Good Grief, Charlie Brown! Will run from the 25 Oct 2018 to 3 Mar 2019
What we’ve been Learning
Chivas Whisky Blending at The Royal Institution
It’s safe to say that we like our whisky here at The Essential Journal. So to join Chivas Regal at Liverpool’s very own Royal Institution for an evening of blending was a no-brainer. Following a wee tasting session from Chivas’ brand ambassador, Paul Nealon, we were then given the chance to create our own bespoke blend to take home with us. The evening not only provided a great dram in even better company, but also gave us a greater understanding of the passion and craftsmanship that goes into each and every bottle of Scotland’s finest blend.
Where we’ve been Staying
La Maison Hine, Jarnac
This month, our Editor in Chief had the honour of staying at the family-owned house of Hine, France, for a vine-to-bottle exploration of Cognac. Founded in 1763, Hine has made quite the name for itself as one of France’s most forward-thinking Cognac producers. The house’s penchant for experimentation within Cognac’s strict traditions keeps it feeling surprisingly young for its 250 years. From its single estate, Grand Champagne expression, to its delicate-yet-intricate, Fine Champagne blends, each and every bottle of Hine is both a nod to the house’s rich terroir and a celebration of its immense heritage. Expect more on this in the months to come.

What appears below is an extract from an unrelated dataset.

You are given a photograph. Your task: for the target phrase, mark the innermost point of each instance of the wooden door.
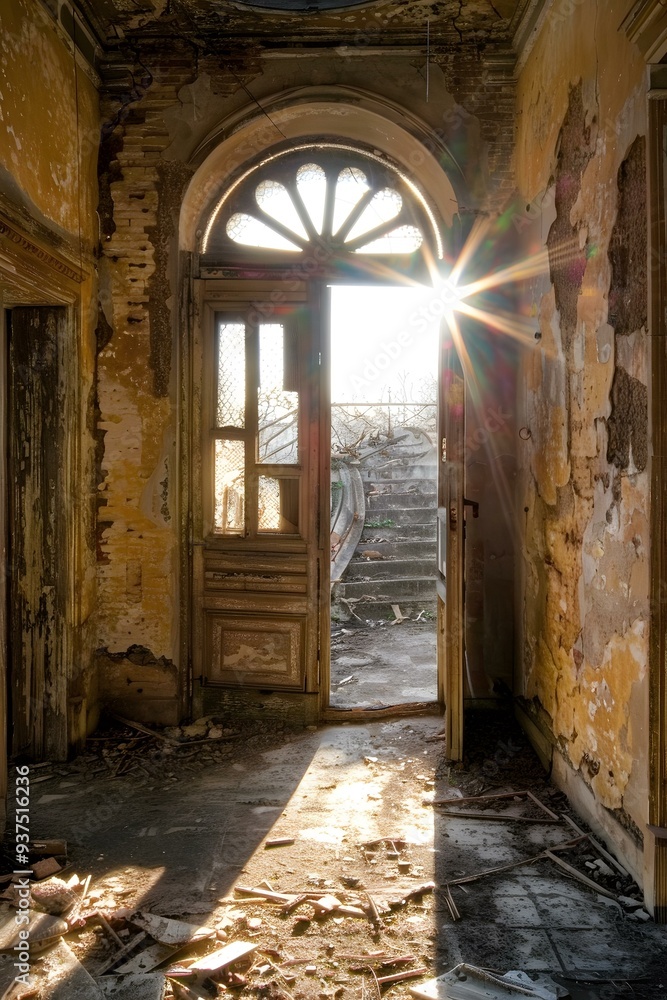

Who’s been Getting into our Pants
WEAVER’S DOOR X NUDIE JEANS
As part of the label’s 2018 repair tour, Swedish denim specialists, Nudie Jeans, headed to Liverpool on Friday 16th & Saturday 17th of November. For the first time in the North West, Nudie affectionados (ourselves included) had the chance to bring their previous-season, battered and bruised Nudies over to menswear store, Weavers Door for a little TLC. Located on Harrington Street, Weavers Door made a little room for Nudie’s mobile repair station, giving all denim heads (again, ourselves included) a chance to dust off their moth eaten jeans and bring them down to be patched up.
And the fun didn’t stop there: Nudie Jeans Co. and Weavers Door went on to host an after party over at ‘Aerie’: A new project in the loft space above Buyers Club. Free denim repairs, a couple of beers and great music: what more could we have asked for?
Weavers Door, Cavern Walks, 1 Harrington St, Liverpool L2 6RE
The Primer Image: Snoopy and the Astronauts
Apollo 10 was the fourth manned mission in the United States Apollo space program, and the second to orbit the Moon. Its success enabled the first landing to be attempted on the Apollo 11 mission just two months later. Already famous for his fantasies of taking on the Red Baron in aerial combat, Snoopy swapped the flying goggles for the space helmet to become NASA’s official mascot. The flight modules took on the names of Peanuts characters, with Charlie Brown as the Command Service Module, and Snoopy as the Lunar Module. Pictured here are the crew of Apollo 10 petting Snoopy’s nose for luck before launch.